Yoel Fink perfect mirror / Bragg fiber development

Appears in 1 lecture.

Appearances across the corpus

FW_Su2013_06 · Fusion Welding, Summer 2013 · §4.p5

MIT doctoral thesis ~1998 developing dielectric mirror via index-of-refraction layering, with quantum-confined reflection. First application: laser surgery fiber optics. Now used for higher-power laser welding.
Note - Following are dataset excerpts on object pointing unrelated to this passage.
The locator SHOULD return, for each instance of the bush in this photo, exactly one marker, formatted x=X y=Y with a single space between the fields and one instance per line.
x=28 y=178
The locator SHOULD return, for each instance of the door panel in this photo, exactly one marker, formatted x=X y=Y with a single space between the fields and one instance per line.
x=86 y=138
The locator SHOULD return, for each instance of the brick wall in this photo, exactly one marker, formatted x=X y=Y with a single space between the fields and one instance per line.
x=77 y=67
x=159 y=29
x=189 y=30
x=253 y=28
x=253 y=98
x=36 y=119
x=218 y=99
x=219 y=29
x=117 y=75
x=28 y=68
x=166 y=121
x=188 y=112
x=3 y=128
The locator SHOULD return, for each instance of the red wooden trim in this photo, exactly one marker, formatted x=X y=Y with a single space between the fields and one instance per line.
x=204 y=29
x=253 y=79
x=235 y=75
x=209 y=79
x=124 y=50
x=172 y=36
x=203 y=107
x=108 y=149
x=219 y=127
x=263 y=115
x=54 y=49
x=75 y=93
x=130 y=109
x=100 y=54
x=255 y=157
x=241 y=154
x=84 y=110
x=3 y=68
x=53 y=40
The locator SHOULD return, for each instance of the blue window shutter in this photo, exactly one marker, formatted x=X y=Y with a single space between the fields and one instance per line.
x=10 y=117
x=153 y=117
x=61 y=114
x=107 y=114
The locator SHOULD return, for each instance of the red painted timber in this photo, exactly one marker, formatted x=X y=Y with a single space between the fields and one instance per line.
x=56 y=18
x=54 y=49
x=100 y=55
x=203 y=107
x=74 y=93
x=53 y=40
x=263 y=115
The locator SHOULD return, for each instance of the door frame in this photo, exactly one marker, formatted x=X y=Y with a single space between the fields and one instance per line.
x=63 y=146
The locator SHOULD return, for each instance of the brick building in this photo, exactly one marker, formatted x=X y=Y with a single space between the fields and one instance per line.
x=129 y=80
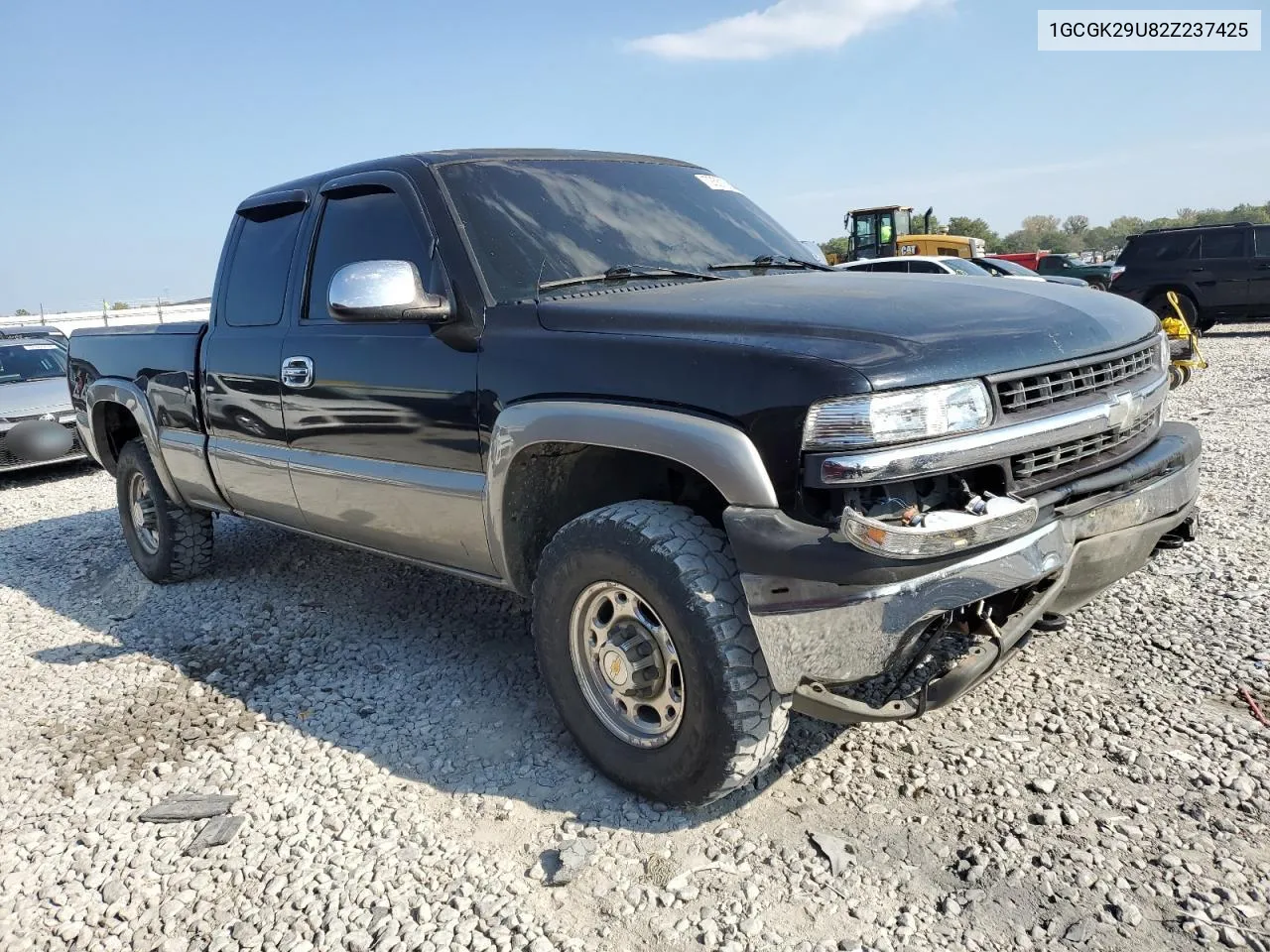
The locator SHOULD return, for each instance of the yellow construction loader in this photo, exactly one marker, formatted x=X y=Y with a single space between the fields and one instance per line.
x=888 y=230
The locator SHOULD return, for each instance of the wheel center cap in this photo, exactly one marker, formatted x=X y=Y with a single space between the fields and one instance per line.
x=615 y=667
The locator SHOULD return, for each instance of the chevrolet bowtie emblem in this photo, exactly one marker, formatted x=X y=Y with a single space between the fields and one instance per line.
x=1124 y=411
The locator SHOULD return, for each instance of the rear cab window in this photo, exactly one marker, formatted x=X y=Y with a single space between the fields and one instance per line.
x=261 y=266
x=1261 y=239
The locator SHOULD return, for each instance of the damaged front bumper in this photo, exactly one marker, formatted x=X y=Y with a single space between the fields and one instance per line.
x=828 y=615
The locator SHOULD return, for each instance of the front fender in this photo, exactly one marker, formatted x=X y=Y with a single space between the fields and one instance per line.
x=720 y=452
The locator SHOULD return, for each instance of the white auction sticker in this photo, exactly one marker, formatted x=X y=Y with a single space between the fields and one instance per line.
x=1146 y=31
x=716 y=182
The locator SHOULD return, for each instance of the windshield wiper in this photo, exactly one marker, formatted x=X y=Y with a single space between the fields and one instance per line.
x=627 y=272
x=772 y=262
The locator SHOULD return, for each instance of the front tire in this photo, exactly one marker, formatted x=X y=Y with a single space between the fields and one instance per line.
x=168 y=542
x=644 y=642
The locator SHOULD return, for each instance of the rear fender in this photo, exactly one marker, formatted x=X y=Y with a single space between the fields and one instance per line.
x=131 y=399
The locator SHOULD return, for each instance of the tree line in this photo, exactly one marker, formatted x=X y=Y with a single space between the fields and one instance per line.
x=1075 y=234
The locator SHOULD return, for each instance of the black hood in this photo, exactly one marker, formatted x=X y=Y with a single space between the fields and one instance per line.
x=896 y=329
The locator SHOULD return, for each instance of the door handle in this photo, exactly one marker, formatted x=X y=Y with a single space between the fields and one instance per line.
x=298 y=372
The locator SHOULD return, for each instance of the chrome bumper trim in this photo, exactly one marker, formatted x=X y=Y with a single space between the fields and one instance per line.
x=905 y=462
x=837 y=634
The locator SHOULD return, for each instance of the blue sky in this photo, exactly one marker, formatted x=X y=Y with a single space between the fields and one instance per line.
x=132 y=130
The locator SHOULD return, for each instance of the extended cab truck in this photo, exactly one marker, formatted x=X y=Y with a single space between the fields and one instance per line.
x=731 y=485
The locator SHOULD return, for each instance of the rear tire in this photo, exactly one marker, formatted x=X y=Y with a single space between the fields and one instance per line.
x=639 y=587
x=168 y=542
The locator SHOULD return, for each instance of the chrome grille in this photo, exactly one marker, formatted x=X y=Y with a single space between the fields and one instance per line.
x=1058 y=385
x=1038 y=462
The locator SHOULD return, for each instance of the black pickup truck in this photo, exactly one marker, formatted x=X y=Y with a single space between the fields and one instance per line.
x=731 y=481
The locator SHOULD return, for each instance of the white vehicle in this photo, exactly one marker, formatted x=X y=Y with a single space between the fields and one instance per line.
x=917 y=264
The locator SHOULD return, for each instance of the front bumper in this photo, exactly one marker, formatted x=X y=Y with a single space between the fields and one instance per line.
x=825 y=630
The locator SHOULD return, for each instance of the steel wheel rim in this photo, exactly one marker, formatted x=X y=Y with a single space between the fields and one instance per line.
x=144 y=513
x=626 y=664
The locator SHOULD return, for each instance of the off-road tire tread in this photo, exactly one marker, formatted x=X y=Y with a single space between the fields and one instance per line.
x=702 y=556
x=190 y=529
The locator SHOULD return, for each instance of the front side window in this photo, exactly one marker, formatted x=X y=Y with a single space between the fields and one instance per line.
x=31 y=361
x=1222 y=243
x=258 y=272
x=531 y=221
x=367 y=226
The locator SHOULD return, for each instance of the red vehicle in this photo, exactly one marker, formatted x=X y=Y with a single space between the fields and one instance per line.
x=1028 y=259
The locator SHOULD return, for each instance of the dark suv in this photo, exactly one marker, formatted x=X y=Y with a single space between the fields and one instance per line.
x=1216 y=271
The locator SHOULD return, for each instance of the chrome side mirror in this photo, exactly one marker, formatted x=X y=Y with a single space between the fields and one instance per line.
x=384 y=291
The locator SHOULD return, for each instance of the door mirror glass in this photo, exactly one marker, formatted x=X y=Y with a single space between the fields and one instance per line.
x=382 y=291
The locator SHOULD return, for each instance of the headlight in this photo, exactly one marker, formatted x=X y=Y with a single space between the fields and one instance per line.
x=898 y=416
The electron beam is affected by magnetic fields, and you can manipulate it with magnetic fields; with lasers you use mirrors or fiber optics. One of the advantages in recent years for laser heat sources is the fiber optics have gotten better and better. Professor Yoel Fink of this department did his doctoral thesis developing basically a perfect mirror. You put different layers of different index-of-refraction materials and you can get a quantum effect such that the light cannot go through, so it has to reflect back. The first big application of this, when he was a young professor about 15 years ago, was to make fiber optics for laser surgery — high-value-added medical business. But now people are using some of these things for higher-power lasers such as laser welding. So you can use fiber optics to get the beam there. In the old days you had to use mirrors. And I already told you the problem with mirrors — you get any dust on the mirror, when the laser beam hits it, it couples very well to the dust because the dust is an insulator, not reflective, and you burn a pit right in the surface of your mirror. You can destroy some very expensive optics very quickly.